Machine Learning in Production Series 1 - Scoping & Data

Machine Learning in Production Series 1 - Scoping & Data

Machine Learning(ML) is a tedious process with different challenges. Writing a quick model might be easy however one should spend much more time to productionize the model. There are many considerations such as balancing the load, dealing with huge data, monitoring the output to make sure of continuos quality.

In my journey to learn more about ML on production, I am taking Machine Learning Engineering for Production (MLOps) Specialization from . In this blog post series, I will try to summarize my learnings as a way to review myself.   Almost all of the visualizations I will use in this post are sourced by the presentations in the specialization.

So I will just dive. Thanks for reading in advance.

Steps of an ML Project

There are 4 natural steps in ML project life cycle. Those are scoping, data, modeling and deployment. In this first post of the series, I will be only focusing on first 2 steps.


Scoping is all about knowing which battles you want to fight. We cannot solve all problems not only because of time / capacity but because some problems are just not worth the effort.

Some of the questions to ask for picking the right battle are :

  • What are the projects which would create highest impact?
  • What are the metrics of success?
  • Do we have the resources (data, time, people)?  

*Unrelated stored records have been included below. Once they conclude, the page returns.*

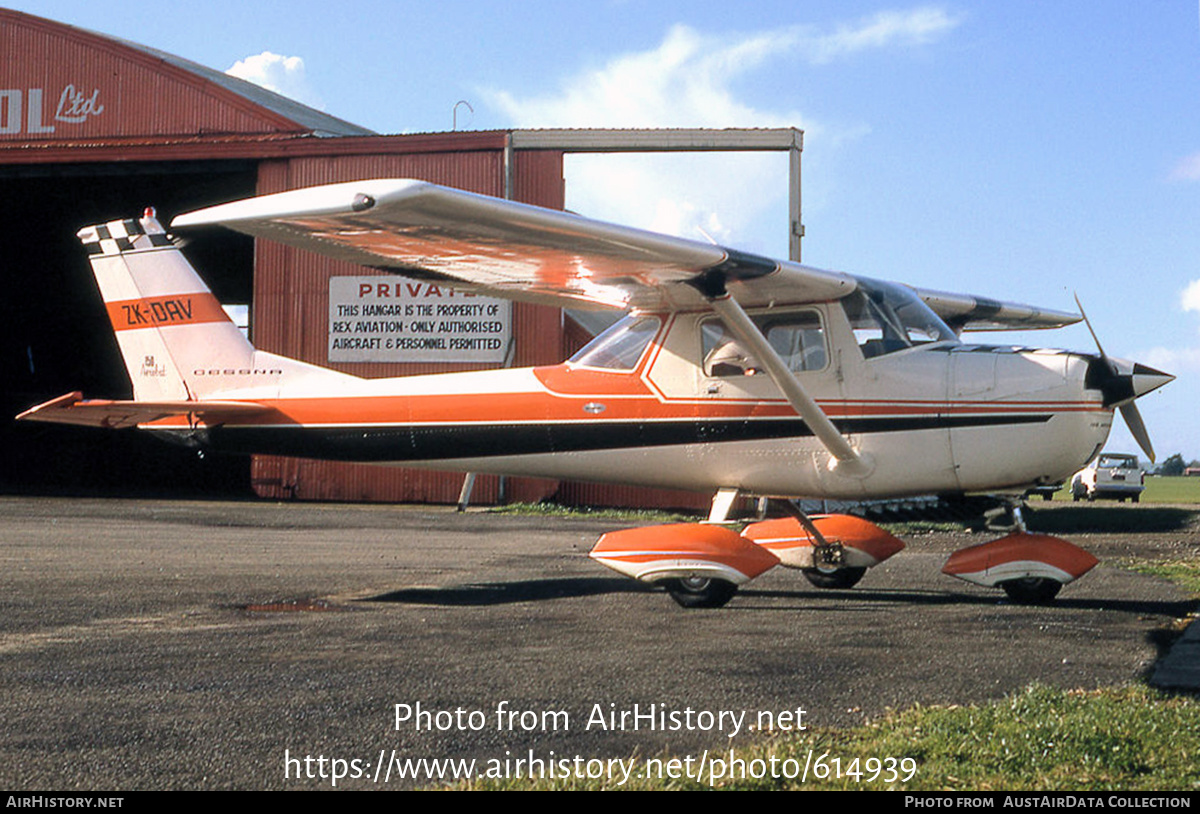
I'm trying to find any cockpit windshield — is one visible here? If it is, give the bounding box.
[569,315,660,370]
[841,277,959,359]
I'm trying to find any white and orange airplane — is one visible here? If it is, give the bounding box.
[18,179,1172,606]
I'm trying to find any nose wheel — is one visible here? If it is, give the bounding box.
[662,576,738,607]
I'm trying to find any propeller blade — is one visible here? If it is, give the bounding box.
[1117,401,1154,463]
[1075,292,1109,359]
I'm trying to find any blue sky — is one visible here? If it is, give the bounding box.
[8,0,1200,459]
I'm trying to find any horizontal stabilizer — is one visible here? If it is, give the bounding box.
[17,393,270,430]
[913,288,1082,331]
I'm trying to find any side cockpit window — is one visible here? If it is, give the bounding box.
[569,316,661,370]
[701,310,829,378]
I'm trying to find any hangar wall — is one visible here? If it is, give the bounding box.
[0,8,707,507]
[251,145,563,503]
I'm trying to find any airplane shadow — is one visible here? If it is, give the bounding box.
[737,588,1196,618]
[358,577,1195,618]
[359,577,655,606]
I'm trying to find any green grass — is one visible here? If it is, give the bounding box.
[1141,475,1200,503]
[462,684,1200,791]
[461,501,1200,791]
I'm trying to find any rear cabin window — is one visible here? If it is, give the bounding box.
[700,311,829,378]
[569,316,660,370]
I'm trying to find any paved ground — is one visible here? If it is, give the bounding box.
[0,498,1196,790]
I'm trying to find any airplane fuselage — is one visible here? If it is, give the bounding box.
[146,301,1112,498]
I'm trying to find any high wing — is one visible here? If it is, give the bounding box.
[172,179,856,310]
[913,288,1082,330]
[17,393,270,430]
[172,179,1080,330]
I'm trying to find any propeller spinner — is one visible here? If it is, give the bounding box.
[1075,294,1175,463]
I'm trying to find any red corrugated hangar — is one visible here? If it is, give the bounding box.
[0,10,800,507]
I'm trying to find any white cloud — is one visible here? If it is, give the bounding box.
[1170,152,1200,181]
[485,7,958,256]
[226,50,325,110]
[1180,280,1200,311]
[808,8,959,64]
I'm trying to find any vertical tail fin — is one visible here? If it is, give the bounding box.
[78,209,353,401]
[78,209,254,401]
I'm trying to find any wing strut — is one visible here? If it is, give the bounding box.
[695,274,875,478]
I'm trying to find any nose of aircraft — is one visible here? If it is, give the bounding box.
[1084,355,1175,407]
[1084,352,1175,463]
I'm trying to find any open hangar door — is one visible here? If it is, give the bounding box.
[0,161,257,495]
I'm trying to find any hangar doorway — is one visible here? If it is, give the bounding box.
[0,161,257,495]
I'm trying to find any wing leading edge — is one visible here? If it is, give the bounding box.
[172,179,856,310]
[172,179,1079,330]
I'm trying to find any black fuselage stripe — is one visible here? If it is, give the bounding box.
[177,413,1051,462]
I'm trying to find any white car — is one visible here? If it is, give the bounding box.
[1070,453,1146,503]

At this step it is important to sit together with business and learn their priorities. The priority can  for example be increasing profit via changing price or decreasing cost by reducing labor on a manual task. Only after learning about the priorities it is possible to brainstorm about AI solutions.  After some potential solution matures, it is important to think about feasibility of the project as well as determining some milestones.

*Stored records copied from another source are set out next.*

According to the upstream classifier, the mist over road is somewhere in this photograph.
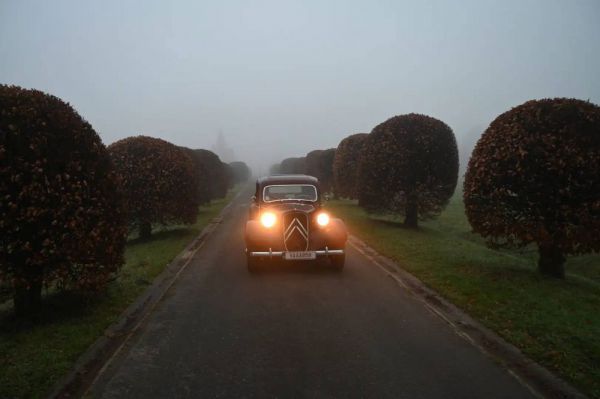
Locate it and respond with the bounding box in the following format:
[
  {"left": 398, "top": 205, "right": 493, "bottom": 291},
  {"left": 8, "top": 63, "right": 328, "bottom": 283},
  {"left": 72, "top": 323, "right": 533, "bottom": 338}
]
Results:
[{"left": 91, "top": 187, "right": 533, "bottom": 399}]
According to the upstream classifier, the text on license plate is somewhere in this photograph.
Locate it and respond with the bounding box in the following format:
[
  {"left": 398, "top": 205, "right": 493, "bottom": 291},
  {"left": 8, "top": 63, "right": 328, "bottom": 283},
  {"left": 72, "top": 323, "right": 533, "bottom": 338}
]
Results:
[{"left": 285, "top": 251, "right": 317, "bottom": 260}]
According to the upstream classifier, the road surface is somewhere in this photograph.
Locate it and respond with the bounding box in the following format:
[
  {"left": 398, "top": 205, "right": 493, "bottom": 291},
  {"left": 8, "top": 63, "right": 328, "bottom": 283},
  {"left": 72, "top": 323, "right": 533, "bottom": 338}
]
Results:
[{"left": 89, "top": 188, "right": 533, "bottom": 399}]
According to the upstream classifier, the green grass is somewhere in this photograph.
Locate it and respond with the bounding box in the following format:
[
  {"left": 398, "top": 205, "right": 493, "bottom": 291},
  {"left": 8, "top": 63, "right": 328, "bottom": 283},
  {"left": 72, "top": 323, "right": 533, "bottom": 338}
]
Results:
[
  {"left": 327, "top": 196, "right": 600, "bottom": 398},
  {"left": 0, "top": 192, "right": 233, "bottom": 398}
]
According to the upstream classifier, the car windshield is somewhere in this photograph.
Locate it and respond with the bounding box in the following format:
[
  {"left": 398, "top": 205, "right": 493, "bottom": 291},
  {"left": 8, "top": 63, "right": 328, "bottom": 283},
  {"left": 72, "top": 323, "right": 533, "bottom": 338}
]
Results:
[{"left": 263, "top": 184, "right": 317, "bottom": 202}]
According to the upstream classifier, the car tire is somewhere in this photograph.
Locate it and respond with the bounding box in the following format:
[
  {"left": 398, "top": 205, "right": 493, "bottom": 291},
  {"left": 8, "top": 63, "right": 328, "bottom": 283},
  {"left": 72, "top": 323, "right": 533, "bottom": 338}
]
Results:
[
  {"left": 246, "top": 255, "right": 260, "bottom": 273},
  {"left": 329, "top": 254, "right": 346, "bottom": 271}
]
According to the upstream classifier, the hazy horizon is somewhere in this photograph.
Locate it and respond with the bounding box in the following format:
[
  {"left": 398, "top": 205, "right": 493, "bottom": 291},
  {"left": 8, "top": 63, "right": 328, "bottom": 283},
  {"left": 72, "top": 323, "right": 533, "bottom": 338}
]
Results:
[{"left": 0, "top": 0, "right": 600, "bottom": 173}]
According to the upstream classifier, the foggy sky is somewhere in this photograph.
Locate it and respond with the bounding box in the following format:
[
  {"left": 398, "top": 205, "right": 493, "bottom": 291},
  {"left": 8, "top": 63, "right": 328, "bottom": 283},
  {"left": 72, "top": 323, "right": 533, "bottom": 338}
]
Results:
[{"left": 0, "top": 0, "right": 600, "bottom": 173}]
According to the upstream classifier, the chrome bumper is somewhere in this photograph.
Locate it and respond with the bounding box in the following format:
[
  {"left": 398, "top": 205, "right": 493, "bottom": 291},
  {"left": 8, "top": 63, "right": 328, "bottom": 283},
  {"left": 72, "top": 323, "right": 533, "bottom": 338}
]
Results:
[{"left": 246, "top": 247, "right": 344, "bottom": 258}]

I would like to open a parenthesis here because knowing if a solution is feasible or not can save immense time. For tasks including unstructured data (such as sound or visuals), Andrew Ng suggest using Human Level Performance (HLP) as the best possible level.  So for this cases the question is:

Can a human, given the same data, perform the task?

For structured data, such as tabular data, the question is a bit less intuitive. Here we should ask if the data has any information which might be used for inferring the output.

Do we have features that are predictive?


This the hardest step and almost always the bottle neck. You know how they say "Data is the new petroleum", this is because a mediocre algorithm using great data performs much better than a great algorithm using poor data. It is possible look for good models in literature or via tutorials however you can't easily find data. Because of this reason it is much more efficient to do data-centric AI compared to model-centric AI especially in industry.

Model Centric AI: Optimizing/iterating model while keeping the data fixed
Data Centric AI: Prioritizing the quality of the data compared to algorithm

Data can be increase in 3 possible way.

  1. Increasing the amount by labeling new instances (Data Labeling)
  2. Increasing the amount by generating realistic instances (Data Augmentation)
  3. Increasing the dimension by creating new features.

Data Labeling

Unlike Kaggle type ML problems, in production we might actually need to create our own dataset. In those cases one issue is to come up with clear labeling rules. For example for an NLP data building task, we should decide on how to deal with filler words such as "umm" .

Data labeling could be expensive and time consuming. Thus if possible a good way to do that is to put this step in the development cycle i.e developing model -> Doing Error Analysis -> Labeling data related to errors.

Data Augmentation

Data augmentation is the method of generating artificial data for using in model training. The important key point here is  creating realistic data points that the algorithm does poorly on, but humans(or other baseline) do well.  

This process of data augmenting from a data centric development angle can be represented as an iteration loop.

Adding Features

Sometimes it is just hard to generate data. For example, if you are developing a recommendation system it might not be possible to generate realistic data. In those cases, it is helpful to think in terms of possible features to add.

For example assume that  you have built a recommendation system. However after doing an error analysis you have realized that the system performs poorly because it is sometimes recommending non-vegetarian food to vegetarian people.  This type of issue can be fixed by adding features flagging if the restaurant to be recommended have vegetarian option and if the person is vegetarian.  This type of feature engineering might be especially relevant for structured data.

Data Lineage & Data Provenance

As we have already discussed, data is the core part of model. We cannot replicate a model without using exactly same data  for retraining. Thus data versioning, knowing how the data was sourced is an important point to take into consideration.  In this context there are two commonly used terms: data provenance and data lineage.  Data provenance refers to where the data came from / how it was obtained. Data lineage, on the other hand,  refers to the sequence of steps needed to get to the end of the pipeline.

In this first post of the series, we have focused on the first 2 steps of the ML project life cycle. Even though these steps are not the ones where we see the action or any final product, these are fundemental steps which have tremendous importance. Having a solid understanding of those can save incredible time.

In the next writing of the Machine Learning in Production Series, we will be focusing on modeling and monitoring concepts.